THE STATE OF TEXAS, Appellee
On Appeal from the 104th District Court Taylor County, Texas Trial Court Cause No. 23772-B
MEMORANDUM OPINION Appellant, Michael Wayne Jackson, entered open pleas of guilty to evading arrest or detention with a vehicle and harassment of a public servant, third-degree felonies. See TEX. PENAL CODE ANN. §§ 22.11(b) (West 2019), 38.04(b)(2)(A) (West 2016). The trial court found Appellant guilty, and ordered a presentence investigation report (PSI) to be prepared prior to sentencing. At the sentencing hearing, the State relied solely on the PSI as punishment evidence, then Appellant and his sister testified. Upon the conclusion of the hearing, the trial court assessed Appellant’s punishment for each conviction at imprisonment for ten years in the Correctional Institutions Division of the Texas Department of Criminal Justice. The trial court further ordered the sentences to run concurrently. See TEX. CODE CRIM. PROC. ANN. art. 42.08(a) (West Supp. 2023).
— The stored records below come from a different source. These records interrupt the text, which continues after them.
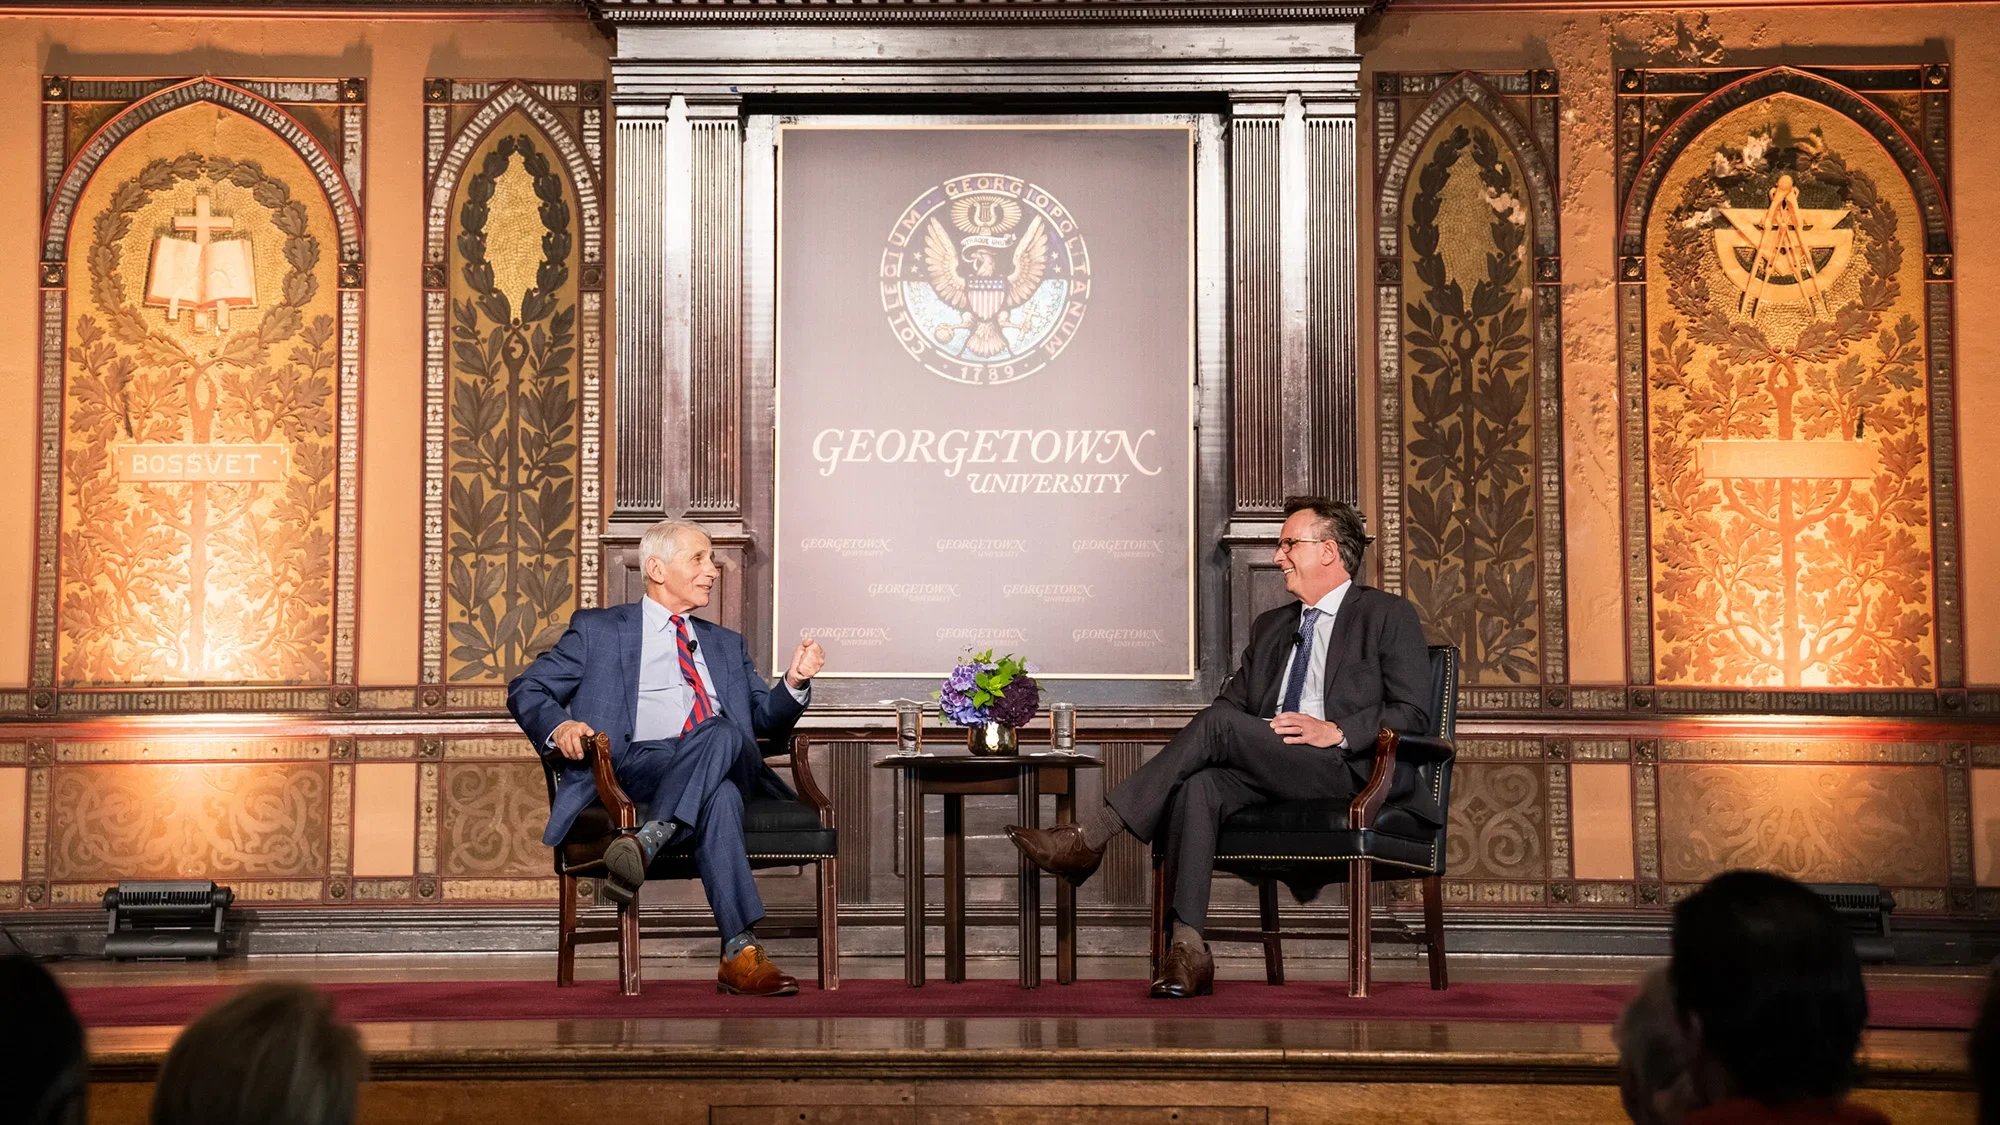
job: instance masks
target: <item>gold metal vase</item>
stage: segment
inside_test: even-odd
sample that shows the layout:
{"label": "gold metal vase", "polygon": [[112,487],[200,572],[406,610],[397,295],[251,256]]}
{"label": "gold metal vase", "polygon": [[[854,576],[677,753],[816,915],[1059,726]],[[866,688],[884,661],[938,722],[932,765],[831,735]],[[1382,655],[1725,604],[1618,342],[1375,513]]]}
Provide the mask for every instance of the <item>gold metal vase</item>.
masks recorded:
{"label": "gold metal vase", "polygon": [[1006,723],[986,722],[965,729],[965,745],[982,758],[1008,757],[1020,753],[1019,733]]}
Appellant’s court-appointed counsel has filed a motion to withdraw in this court. The motion is supported by a brief in which counsel professionally and conscientiously examines the record and applicable law and concludes that there are no arguable issues to present on appeal. Counsel provided Appellant with a copy of the brief, a copy of the motion to withdraw, an explanatory letter, a form motion for pro se access to the appellate record, and the mailing address of this court should he desire to file the motion for pro se access. Counsel also advised Appellant of his right to review the record and file a response to counsel’s brief, and of his right to file a petition for discretionary review. See TEX. R. APP. P. 68. As such, court- appointed counsel has complied with the requirements of Anders v. California, 386 U.S. 738 (1967); Kelly v. State, 436 S.W.3d 313 (Tex. Crim. App. 2014); In re Schulman, 252 S.W.3d 403 (Tex. Crim. App. 2008); and Stafford v. State, 813 S.W.2d 503 (Tex. Crim. App. 1991). Appellant has not filed pro se responses to counsel’s Anders brief. Following the procedures outlined in Anders and Schulman, we have independently reviewed the record, and we agree with counsel that no arguable grounds for appeal exist. 1
1 Appellant has the right to file a petition for discretionary review pursuant to Rule 68 of the Texas Rules of Appellate Procedure.
2 Accordingly, we grant counsel’s motion to withdraw, and we affirm the judgments of the trial court.
JOHN M. BAILEY CHIEF JUSTICE
July 18, 2024 Do not publish. See TEX. R. APP. P. 47.2(b). Panel consists of: Bailey, C.J., Trotter, J., and Williams, J.